CA Versailles, 14e ch., 8 septembre 2022, n° 21/07337

VERSAILLES

Arrêt

Confirmation

PARTIES

Défendeur :

Alliance (SAS)

COMPOSITION DE LA JURIDICTION

Président :

Mme Guillaume

Conseillers :

Mme Igelman, Mme de Rocquigny du Fayel

Avocats :

Me Pedroletti, Me Dontot

T. com. Nanterre, du 9 nov. 2021, n° 202…

9 novembre 2021

EXPOSE DU LITIGE

La société MK Conseils a pour activité toutes prestations de services, conseils, actions de formation y compris par apprentissage, d'organisation, de gestion pour le compte de tiers, dans les domaines du marketing, de la finance, de la gestion du management et des relations humaines. Elle avait pour seule gérante Mme [T] [H].

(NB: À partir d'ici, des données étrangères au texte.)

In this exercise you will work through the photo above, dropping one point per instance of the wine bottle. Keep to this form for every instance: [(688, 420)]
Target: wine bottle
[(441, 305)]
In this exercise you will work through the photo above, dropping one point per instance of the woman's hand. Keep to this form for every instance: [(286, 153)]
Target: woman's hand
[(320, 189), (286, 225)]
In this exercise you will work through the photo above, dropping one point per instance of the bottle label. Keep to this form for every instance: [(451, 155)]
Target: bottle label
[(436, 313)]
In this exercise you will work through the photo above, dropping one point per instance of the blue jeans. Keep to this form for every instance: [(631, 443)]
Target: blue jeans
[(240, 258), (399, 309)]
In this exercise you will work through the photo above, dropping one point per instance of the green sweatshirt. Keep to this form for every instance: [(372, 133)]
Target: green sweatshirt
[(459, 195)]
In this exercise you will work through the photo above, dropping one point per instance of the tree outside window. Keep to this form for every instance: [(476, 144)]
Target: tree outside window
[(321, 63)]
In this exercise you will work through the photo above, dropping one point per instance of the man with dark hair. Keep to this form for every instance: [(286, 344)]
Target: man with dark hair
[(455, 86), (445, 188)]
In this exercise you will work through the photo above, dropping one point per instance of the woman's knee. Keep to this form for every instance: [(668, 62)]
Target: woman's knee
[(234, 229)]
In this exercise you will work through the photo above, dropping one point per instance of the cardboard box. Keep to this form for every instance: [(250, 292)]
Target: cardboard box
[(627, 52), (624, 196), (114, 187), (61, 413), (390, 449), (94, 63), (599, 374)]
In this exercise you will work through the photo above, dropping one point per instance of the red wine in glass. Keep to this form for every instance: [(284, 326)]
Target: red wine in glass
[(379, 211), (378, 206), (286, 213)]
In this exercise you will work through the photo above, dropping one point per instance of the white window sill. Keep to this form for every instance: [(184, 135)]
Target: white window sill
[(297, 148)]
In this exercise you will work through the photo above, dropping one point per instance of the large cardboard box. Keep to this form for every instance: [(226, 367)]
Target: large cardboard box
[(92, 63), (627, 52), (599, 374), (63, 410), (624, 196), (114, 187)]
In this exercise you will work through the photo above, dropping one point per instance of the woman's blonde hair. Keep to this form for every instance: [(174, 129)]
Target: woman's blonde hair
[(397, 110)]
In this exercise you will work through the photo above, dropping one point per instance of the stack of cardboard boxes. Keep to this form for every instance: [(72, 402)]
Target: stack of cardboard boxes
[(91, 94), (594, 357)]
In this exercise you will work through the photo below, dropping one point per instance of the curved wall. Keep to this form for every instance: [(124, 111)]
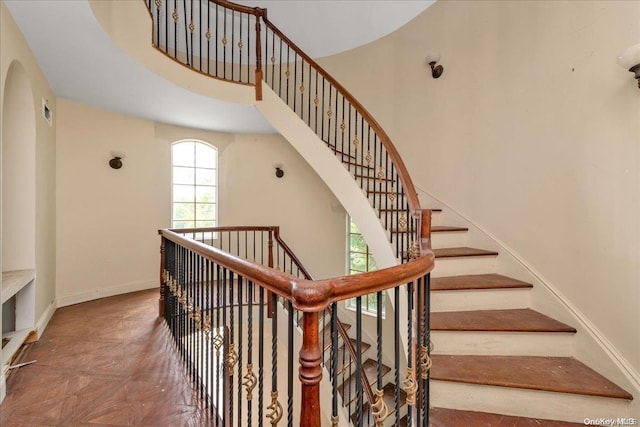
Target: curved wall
[(18, 171), (13, 47), (533, 132)]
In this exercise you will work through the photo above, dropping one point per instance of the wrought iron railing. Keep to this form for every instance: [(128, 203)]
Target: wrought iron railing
[(240, 44), (216, 289)]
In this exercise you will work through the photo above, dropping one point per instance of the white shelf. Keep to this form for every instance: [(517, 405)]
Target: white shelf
[(14, 281)]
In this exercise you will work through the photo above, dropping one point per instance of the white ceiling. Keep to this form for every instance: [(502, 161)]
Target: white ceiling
[(81, 62)]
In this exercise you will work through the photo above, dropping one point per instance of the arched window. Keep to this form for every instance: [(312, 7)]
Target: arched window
[(194, 178)]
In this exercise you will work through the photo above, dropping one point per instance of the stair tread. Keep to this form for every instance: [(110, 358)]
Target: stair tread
[(476, 281), (446, 228), (442, 417), (512, 320), (403, 210), (557, 374), (462, 251), (358, 175), (358, 165)]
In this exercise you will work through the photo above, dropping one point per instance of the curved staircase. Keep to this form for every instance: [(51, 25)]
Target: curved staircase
[(496, 361)]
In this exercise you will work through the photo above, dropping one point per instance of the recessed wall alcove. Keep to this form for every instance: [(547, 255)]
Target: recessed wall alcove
[(18, 195)]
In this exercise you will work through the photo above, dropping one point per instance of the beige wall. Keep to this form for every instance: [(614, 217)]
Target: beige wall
[(108, 219), (532, 132), (13, 47)]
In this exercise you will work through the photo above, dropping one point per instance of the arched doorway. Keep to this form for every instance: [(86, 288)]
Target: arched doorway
[(18, 195)]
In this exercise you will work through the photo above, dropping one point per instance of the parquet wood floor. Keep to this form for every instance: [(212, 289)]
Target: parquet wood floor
[(106, 362), (111, 362)]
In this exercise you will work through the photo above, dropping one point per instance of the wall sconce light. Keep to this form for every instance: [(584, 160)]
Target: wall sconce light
[(116, 160), (432, 61), (630, 60)]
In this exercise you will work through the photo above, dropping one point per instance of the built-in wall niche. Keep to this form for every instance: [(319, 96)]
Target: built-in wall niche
[(18, 310), (18, 194)]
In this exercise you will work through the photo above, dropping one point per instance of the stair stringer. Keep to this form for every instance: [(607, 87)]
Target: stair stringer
[(589, 345)]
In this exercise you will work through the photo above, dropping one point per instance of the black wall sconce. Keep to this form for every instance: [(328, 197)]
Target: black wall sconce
[(432, 61), (630, 60), (116, 160)]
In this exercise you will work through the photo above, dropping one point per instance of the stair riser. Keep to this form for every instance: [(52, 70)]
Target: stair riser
[(480, 299), (464, 265), (503, 343), (526, 403), (449, 239)]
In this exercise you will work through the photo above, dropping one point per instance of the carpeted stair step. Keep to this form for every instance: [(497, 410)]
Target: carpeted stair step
[(442, 417)]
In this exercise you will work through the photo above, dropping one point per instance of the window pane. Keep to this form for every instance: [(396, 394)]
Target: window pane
[(205, 194), (358, 262), (183, 211), (183, 154), (372, 263), (183, 175), (202, 224), (205, 212), (184, 193), (205, 177), (206, 156), (183, 224)]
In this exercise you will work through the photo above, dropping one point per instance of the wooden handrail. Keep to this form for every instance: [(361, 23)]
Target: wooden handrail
[(412, 195), (311, 295)]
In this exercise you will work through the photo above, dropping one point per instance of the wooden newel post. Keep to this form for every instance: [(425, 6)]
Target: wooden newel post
[(310, 371), (162, 267), (270, 306)]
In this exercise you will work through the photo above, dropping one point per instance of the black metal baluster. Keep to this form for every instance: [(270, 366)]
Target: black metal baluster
[(261, 318), (295, 78), (427, 345), (288, 73), (410, 350), (334, 361), (309, 99), (396, 353), (249, 349), (231, 350), (290, 366), (216, 40), (233, 41), (359, 397), (240, 322), (186, 32)]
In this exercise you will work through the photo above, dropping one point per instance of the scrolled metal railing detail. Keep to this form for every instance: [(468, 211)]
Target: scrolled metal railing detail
[(232, 358), (274, 410), (379, 408), (410, 387), (425, 362), (250, 381)]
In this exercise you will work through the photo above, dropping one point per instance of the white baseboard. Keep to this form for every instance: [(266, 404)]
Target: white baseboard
[(586, 345), (42, 323), (93, 294)]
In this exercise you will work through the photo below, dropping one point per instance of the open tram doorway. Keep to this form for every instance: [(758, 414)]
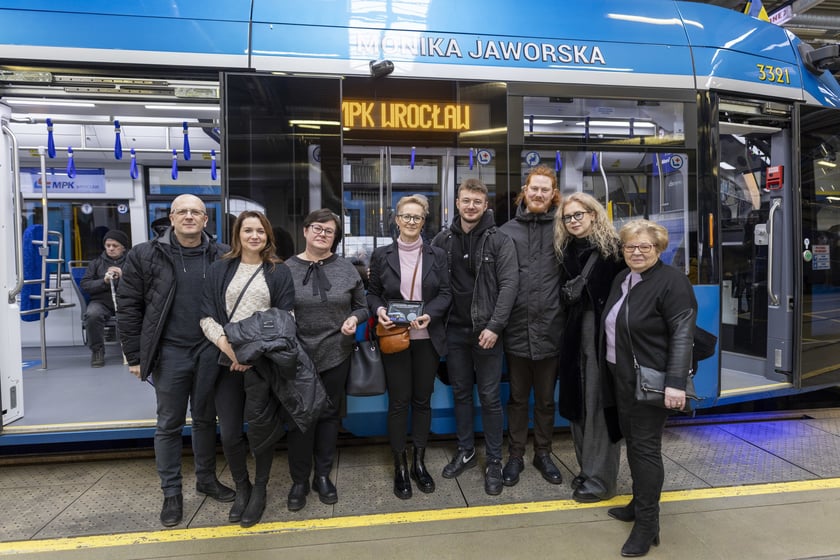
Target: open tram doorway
[(756, 196)]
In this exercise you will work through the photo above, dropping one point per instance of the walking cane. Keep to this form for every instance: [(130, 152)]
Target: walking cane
[(114, 299)]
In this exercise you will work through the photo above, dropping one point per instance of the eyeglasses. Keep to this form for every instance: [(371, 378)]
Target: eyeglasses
[(321, 230), (577, 216), (642, 247), (181, 212)]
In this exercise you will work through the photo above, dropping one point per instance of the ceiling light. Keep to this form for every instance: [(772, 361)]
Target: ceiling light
[(182, 107), (49, 102)]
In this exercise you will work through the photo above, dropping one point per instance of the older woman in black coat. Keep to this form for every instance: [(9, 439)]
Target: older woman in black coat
[(655, 305)]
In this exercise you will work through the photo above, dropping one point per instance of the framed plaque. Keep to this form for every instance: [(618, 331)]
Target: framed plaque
[(402, 312)]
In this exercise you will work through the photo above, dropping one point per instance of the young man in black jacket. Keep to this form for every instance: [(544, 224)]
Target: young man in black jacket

Suite à la déclaration de cessation des paiements déposée par Mme [H] le 1er février 2021, la société MK Conseils a été, par jugement du tribunal de commerce de Nanterre du 10 février 2021, déclarée en liquidation judiciaire sous le régime de la procédure simplifiée, la société Alliance, mission conduite par Maître [M] [R], étant désignée en qualité de liquidateur judiciaire. La date de cessation des paiements a été provisoirement fixée au 1er janvier 2021 'compte tenu de l'antériorité de la dette de la société HCP Formation impayée'.

La société HCP Formation est la société mère de la société MK Conseils, détenant l'intégralité du capital social de celle-ci, Mme [H] étant présidente et actionnaire quasi exclusive de la société HCP Formation. Cette société est propriétaire d'un bien immobilier situé à [Localité 5] et a pour unique locataire la société MK Conseils tandis que sa dirigeante est rémunérée sous forme de management fees.

L'état des créances de la société MK Conseils a été déposé au greffe le 24 juin 2021, arrêtant le montant de l'insuffisance d'actif à la somme de 247 153,03 euros.

Par jugement du 5 août 2021, il a été décidé de ne plus faire application de la procédure de liquidation judiciaire simplifiée à la société MK Conseils, la société Alliance étant maintenue aux fonctions de liquidateur judiciaire.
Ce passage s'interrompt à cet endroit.